The Federal 6th Circuit Court granted Tree of Life’s motion to supplement the record, reversed and remanded this case to the district court on the issue of ripeness in light of new information, and dismissed the City’s cross-appeal.

RLUIPA claim of religious order not ripe for adjudication

by Gary Taylor

Miles Christi Religious Order v. Township of Northville, Michigan
(Federal 6th Circuit Court of Appeals, December 21, 2010)

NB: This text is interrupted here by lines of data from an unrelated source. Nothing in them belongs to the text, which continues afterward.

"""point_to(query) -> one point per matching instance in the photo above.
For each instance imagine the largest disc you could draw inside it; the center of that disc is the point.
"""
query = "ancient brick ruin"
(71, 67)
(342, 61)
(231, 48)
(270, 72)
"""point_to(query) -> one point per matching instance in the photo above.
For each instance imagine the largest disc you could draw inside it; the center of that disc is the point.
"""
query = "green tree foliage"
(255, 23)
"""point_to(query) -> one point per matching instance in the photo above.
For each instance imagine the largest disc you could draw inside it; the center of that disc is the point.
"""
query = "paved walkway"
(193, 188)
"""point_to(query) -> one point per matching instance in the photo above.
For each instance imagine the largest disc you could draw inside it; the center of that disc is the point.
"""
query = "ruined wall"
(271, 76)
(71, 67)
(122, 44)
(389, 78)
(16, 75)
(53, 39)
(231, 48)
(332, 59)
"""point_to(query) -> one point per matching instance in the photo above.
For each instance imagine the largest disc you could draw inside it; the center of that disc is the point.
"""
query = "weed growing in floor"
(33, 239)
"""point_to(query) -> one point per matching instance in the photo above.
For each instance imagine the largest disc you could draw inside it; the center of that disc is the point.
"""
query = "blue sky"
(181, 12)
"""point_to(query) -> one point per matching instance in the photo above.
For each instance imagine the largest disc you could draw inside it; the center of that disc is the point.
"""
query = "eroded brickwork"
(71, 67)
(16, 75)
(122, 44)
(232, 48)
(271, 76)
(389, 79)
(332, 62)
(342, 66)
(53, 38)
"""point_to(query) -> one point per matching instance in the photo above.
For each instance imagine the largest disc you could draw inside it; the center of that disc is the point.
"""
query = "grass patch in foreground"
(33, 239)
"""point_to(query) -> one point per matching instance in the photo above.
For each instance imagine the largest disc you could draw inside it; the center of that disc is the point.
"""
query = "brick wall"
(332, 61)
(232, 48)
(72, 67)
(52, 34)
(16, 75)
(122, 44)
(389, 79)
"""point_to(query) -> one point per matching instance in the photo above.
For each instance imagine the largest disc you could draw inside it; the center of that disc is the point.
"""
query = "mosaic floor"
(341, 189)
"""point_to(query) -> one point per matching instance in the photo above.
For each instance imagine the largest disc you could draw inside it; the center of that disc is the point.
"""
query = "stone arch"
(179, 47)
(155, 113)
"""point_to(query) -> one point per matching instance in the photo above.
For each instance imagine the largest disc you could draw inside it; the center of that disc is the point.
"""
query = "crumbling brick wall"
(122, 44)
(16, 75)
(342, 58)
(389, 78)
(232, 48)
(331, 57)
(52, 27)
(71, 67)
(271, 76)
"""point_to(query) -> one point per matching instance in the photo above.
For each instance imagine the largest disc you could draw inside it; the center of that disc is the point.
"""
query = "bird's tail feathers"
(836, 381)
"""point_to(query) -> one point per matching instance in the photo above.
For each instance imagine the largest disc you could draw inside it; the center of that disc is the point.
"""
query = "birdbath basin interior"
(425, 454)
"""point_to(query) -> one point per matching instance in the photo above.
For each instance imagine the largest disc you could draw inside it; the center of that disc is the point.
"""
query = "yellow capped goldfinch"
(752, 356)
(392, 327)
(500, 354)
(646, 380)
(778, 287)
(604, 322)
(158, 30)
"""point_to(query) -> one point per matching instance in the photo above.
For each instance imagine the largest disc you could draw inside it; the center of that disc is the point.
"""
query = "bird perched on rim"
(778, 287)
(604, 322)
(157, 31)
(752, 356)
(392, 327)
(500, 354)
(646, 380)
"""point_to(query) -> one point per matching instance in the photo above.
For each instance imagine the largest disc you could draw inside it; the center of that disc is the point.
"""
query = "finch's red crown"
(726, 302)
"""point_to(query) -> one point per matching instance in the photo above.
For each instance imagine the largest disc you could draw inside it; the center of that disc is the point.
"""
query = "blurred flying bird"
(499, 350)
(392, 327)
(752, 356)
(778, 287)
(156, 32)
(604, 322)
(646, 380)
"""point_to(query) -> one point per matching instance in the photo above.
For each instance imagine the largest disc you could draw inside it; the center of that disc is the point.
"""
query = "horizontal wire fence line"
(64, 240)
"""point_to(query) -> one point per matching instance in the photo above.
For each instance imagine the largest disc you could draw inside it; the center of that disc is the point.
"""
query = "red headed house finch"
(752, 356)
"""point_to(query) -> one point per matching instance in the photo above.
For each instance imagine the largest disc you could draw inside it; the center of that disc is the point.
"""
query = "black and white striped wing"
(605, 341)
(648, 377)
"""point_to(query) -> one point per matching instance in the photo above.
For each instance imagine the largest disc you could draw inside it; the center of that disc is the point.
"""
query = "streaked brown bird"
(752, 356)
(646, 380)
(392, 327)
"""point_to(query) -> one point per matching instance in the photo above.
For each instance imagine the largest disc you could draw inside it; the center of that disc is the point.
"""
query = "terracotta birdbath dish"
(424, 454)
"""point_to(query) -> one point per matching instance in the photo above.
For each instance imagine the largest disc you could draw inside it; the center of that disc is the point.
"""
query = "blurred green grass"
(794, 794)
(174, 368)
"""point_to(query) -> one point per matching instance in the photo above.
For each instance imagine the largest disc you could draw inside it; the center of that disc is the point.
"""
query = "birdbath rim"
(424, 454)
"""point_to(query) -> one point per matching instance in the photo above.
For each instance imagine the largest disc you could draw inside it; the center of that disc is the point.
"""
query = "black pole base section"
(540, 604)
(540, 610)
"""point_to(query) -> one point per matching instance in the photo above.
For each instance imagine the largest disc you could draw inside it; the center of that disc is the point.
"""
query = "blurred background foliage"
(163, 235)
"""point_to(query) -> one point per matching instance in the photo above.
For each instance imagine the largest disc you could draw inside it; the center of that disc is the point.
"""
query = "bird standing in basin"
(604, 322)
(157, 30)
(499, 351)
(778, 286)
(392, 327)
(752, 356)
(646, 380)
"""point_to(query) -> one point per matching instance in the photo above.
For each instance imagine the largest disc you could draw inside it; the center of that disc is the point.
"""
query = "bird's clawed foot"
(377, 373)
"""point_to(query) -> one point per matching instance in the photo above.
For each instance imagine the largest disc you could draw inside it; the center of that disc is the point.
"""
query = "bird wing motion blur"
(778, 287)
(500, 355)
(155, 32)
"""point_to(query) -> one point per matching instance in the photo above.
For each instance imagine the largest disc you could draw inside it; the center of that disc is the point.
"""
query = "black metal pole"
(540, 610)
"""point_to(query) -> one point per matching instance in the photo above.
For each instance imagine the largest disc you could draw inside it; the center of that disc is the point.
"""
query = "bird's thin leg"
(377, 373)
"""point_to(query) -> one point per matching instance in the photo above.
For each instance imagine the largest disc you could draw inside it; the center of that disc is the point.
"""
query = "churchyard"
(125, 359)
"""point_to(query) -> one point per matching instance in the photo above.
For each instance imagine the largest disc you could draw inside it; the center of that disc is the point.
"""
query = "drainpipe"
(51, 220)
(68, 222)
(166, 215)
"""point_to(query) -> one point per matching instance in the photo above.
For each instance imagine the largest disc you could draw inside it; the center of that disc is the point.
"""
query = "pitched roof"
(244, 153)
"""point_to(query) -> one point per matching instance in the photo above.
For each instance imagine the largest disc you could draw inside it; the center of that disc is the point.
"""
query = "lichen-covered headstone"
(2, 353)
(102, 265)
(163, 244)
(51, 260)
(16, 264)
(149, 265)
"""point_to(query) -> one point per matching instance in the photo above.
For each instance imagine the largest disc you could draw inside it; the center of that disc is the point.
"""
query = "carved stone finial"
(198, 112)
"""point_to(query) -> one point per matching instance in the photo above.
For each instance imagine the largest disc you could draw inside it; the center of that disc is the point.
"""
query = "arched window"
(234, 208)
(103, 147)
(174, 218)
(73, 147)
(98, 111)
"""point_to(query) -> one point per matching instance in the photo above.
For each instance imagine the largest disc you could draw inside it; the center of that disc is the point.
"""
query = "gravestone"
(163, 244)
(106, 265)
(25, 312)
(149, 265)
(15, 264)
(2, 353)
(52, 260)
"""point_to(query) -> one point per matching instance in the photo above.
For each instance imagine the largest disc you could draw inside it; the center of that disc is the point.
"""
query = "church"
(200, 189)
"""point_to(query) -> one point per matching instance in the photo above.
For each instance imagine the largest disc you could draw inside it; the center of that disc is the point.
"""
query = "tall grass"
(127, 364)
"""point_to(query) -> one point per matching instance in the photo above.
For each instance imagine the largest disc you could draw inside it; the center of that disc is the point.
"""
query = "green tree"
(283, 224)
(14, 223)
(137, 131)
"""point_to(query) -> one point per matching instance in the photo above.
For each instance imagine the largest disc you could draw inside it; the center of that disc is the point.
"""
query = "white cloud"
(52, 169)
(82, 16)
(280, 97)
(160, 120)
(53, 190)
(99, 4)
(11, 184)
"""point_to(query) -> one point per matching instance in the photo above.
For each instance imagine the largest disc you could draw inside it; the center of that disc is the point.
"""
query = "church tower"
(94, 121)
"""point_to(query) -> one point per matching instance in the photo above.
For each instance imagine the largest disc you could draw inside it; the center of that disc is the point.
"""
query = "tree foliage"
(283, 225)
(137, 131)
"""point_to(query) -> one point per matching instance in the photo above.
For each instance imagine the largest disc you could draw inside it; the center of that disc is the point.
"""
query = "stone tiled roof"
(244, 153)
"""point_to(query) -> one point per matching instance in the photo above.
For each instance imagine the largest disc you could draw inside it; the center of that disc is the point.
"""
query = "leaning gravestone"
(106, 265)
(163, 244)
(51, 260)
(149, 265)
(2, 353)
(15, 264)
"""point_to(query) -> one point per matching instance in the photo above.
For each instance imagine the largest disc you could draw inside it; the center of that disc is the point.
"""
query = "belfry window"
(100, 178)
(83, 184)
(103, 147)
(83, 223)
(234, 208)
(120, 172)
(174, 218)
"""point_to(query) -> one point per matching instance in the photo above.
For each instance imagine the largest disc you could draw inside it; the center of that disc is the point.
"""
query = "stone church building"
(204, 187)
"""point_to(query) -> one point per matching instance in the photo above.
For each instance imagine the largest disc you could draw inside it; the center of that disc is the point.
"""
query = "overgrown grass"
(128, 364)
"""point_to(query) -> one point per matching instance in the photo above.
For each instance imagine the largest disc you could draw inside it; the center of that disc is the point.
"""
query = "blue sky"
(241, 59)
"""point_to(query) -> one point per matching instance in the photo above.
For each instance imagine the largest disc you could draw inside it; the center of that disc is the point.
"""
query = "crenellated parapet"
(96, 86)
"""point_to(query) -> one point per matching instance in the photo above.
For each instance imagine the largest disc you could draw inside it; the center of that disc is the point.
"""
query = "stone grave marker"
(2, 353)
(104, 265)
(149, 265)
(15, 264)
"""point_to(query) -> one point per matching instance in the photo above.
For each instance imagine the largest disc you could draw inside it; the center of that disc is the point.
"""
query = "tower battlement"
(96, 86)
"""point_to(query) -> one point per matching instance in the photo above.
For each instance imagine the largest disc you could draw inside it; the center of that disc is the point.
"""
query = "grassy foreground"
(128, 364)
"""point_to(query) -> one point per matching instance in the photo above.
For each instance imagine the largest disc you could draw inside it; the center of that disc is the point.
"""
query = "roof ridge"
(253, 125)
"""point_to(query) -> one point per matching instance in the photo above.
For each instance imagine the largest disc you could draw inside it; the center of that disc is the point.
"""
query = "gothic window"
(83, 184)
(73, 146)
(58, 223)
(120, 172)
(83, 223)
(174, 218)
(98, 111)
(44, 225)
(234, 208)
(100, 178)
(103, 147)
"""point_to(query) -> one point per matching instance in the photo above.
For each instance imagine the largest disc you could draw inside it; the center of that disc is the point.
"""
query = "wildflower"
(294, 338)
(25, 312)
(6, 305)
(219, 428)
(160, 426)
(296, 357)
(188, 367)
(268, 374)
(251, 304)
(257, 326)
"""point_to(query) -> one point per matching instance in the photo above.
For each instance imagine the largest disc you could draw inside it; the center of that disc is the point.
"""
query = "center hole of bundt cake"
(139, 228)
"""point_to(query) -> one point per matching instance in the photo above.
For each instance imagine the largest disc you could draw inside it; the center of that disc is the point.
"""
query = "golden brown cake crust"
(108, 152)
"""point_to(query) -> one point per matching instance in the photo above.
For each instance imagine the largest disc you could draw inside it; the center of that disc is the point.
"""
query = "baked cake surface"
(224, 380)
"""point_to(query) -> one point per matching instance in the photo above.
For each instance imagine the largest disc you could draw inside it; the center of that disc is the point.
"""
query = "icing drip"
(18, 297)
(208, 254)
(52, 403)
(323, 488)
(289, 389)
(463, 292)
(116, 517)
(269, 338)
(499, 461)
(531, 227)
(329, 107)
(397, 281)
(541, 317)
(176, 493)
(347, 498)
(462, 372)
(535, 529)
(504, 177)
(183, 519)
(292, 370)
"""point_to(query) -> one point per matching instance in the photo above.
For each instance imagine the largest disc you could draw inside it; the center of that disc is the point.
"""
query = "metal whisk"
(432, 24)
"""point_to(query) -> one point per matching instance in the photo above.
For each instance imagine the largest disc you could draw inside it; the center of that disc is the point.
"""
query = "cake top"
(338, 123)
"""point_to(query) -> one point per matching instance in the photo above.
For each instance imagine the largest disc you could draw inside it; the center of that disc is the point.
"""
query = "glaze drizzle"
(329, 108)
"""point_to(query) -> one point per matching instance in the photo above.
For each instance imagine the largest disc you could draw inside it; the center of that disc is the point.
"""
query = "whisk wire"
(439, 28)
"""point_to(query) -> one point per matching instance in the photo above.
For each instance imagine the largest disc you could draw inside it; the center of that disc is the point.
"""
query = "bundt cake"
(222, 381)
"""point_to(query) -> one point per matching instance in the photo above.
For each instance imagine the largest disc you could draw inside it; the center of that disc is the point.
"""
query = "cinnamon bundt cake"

Plaintiffs owned a house where several of the brothers and fathers of a religious order lived.  They conducted private services and hosted Bible studies.  Several neighbors complained about the number of cars parked on the grass area during these times.  The township wrote a letter asking plaintiffs to provide a description of the activities taking place at the residence and a parking plan.  Plaintiffs did not submit a plan but informed the zoning administrator that they did not have the space to add parking in the back of their property.  As a result, they were told to submit an application requesting a variance to allow parking in the front yard as well as to submit a site plan that would detail the intended expansion of parking spaces.  Plaintiffs failed to submit a site plan, and subsequently were issued a citation for violating the local ordinance that governed site plan review procedures. 

Rather than appeal the citation or apply to the Zoning Board of Adjustment (ZBA) for a variance Plaintiffs filed a claim in federal court challenging the legality of the zoning ordinances as applied to their situation.   Plaintiffs invoked the First and Fourteenth Amendments, the Religious Land Use and Institutionalized Persons Act (RLUIPA) as well as the Michigan State Constitution.  The federal district court held Plaintiffs’ case was not ripe for judicial resolution, in that they had not taken their case to the ZBA, and further that Plaintiffs’ failed to demonstrate that they would suffer irreparable hardship by delaying a federal court decision until they did so.  Plaintiffs appealed the decision to the 6th Circuit. 

To decide whether a dispute is ripe for judicial resolution, the court asks – (1) is the dispute “fit” for a court decision in that it arises in “a concrete factual context” and involves “a dispute that is likely to come to pass” and (2) “what are the risks to the claimant if the federal courts stay their hand?”  In the land-use context, the requirements of a concrete factual context and a dispute that is likely to come to pass “converge in an insistence on ‘finality,’ an insistence that the relevant administrative agency resolve the appropriate application of the zoning ordinance to the property in dispute.”

The religious order conceded that it had not gone to the ZBA to determine whether the ordinances required it to submit a site plan and, if so, which regulations imposed this obligation and why. The religious order also did not deny that the administrative process allows residents to seek a variance. Instead, they argued that the township’s request that they provide a site plan amounted to the kind of final decision necessary to overcome ripeness concerns. The 6th Circuit concluded that this position did not square with the relevant regulations. An administrative appeal to the ZBA would resolve at least three questions about the religious order’s obligations or whether it has any obligations at all, and that an appeal to the ZBA may help Plaintiffs because the ZBA may grant it a variance or provide a different intensive-use determination.